Montreal’s Oreo cookie plant prepares to shut its doors after drawn-out closing

MONTREAL – There was a time when the whole neighbourhood surrounding an east-end Montreal bakery would smell like baking Oreos.

But that era comes to an end this month when snack-maker Mondelez International closes its Montreal factory for good.

Union spokesman Pierre Grenier says many of the factory’s 454 employees had worked there for decades, and news of its closure came as “a blow.”

“It’s always hard, but people have done their mourning,” says Grenier, whose union represents building maintenance employees.

The big concrete building in the shadow of Olympic Stadium opened in 1956 and produced more than a billion of the famous black-and-white Oreo cookies each year.

In 2012, the factory held an event to celebrate the Oreo, where reporters were given a peek at the building’s industrial ovens, vats of sugary filling and tubs of the dark cookie dough.

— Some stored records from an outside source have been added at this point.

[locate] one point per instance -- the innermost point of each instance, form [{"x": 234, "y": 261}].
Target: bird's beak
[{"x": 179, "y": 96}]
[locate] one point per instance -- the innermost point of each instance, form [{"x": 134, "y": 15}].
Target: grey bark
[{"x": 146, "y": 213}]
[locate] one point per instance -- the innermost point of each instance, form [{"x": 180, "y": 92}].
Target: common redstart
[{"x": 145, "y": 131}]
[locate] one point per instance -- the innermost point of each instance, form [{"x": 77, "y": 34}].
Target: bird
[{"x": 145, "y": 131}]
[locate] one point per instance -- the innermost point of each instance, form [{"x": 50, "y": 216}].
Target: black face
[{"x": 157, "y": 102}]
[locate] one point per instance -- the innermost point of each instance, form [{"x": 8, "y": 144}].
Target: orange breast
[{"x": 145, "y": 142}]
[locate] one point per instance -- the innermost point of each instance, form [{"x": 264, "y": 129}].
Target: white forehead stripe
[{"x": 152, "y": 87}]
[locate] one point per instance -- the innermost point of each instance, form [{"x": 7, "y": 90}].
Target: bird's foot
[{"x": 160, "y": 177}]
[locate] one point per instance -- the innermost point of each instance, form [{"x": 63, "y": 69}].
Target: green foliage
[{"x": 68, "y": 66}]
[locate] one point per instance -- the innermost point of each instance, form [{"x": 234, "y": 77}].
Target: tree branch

Just four years later, in November 2016, the company announced the factory’s closure. After a drawn-out process, company spokeswoman Laurie Guzzinati says the 300,000-square-foot plant is being put up for sale and its equipment moved and auctioned off.

The company’s employees, a handful of whom are still at work, were provided with support and career transition assistance, she wrote in an email.

The long closing process gave workers a chance to move on, Grenier says, adding that they have little hope that the institution could be revived.

“For sure it won’t be reopened, we don’t believe in miracles.”

The cookie and snack-maker is the latest on a laundry list of companies that have chosen to shutter their Montreal operations in recent years. Old Dutch Foods, Electrolux, Mabe and Energizer Holdings are among the others.

“We hear more about companies who are leaving than those who stay,” Grenier says.

But Steve Charters, the co-founder of Made in Montreal, says that the city’s manufacturing sector is fairly stable, despite some big-name companies pulling up roots.

“While there’s a few high-profile companies moving out of the city, especially larger ones, among small and medium there seems to be a stasis and a healthy turnover,” he says in a phone interview.

Charters, whose website promotes locally-made goods, says most of the employers who wanted to move elsewhere for cheaper wages have done so, and the others have good reasons to stay.

He says the sector is a mix of old-school manufacturers such as the nearly 100-year-old Samuelsohn suit company and newer startups led by brewers, distillers and even insect-based food companies.

And despite the sharp decline of industrial jobs since the 1990s, he believes the sector could be on the cusp of a resurgence in the next five to 10 years, buoyed by renewed interest in consuming local goods, a focus on developing environmentally sustainable goods, and new technologies such as 3D printing that are changing the way products are made.

“It may change, it may look a little bit different than it does today, but we think there’s tremendous potential going forward,” he says.

He says that while cities such as Montreal are increasingly promoting high-tech jobs, local and provincial governments need to understand that not every citizen will flourish as an app developer.

“They’re maybe not the sexiest or newest kind of jobs that people like to push, but they play a very valuable role in employing a diversity of people and employing people of all backgrounds,” he says.